Geschichte der Geburtshilfe
Bis in die Neuzeit hinein war die Geburtshilfe eine Domäne der Frauen. Männer beschäftigten sich bestenfalls in theoretischen Abhandlungen mit diesem Thema. Männliche Geburtshelfer waren lange Zeit eher die Ausnahme.
Das Wissen über die Geburtshilfe wurde früher vorrangig mündlich weitergegeben, Fachbücher gab es nur wenige. Als erstes wissenschaftliches Werk zum Thema Geburtshilfe gilt die Schrift "Neues Hebammenlicht" des Holländers van Deventer aus dem Jahre 1701.
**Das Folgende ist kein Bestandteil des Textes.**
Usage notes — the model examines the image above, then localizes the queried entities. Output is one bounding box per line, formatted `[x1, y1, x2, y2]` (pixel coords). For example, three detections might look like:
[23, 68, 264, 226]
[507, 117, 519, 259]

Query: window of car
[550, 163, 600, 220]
Im 18. Jahrhundert wurde die Geburtszange erfunden. Eine Zangengeburt war aber allgemein nur Ärzten erlaubt. 1741 bot die medizinische Fakultät der Universität Halle erste Kurse im Fach Geburtshilfe an. Mitte des 18. Jahrhunderts wurden in England die ersten Geburten künstlich eingeleitet, um einen Kaiserschnitt zu vermeiden. Die Methode des Kaiserschnitts war zwar schon in der Antike bekannt, allerdings konnte er bis in die Neuzeit hinein nur an der toten Mutter vorgenommen werden, um eventuell das Kind zu retten. Seit dem 18. Jahrhundert wurden schließlich auch die Hebammen mehr und mehr von den Medizinern aus der Geburtshilfe verdrängt. Mittlerweile hat sich allerdings die Ansicht wieder breit gemacht, dass eine natürliche Geburt ohne Komplikationen kein ärztliches Eingreifen erfordert. Erst seit den letzten Jahrzehnten wird Geburtshilfe nicht mehr als Teilgebiet der Chirurgie angesehen. Man spricht heute vermehrt von einer sanften Geburt als erstrebenswertes Ziel.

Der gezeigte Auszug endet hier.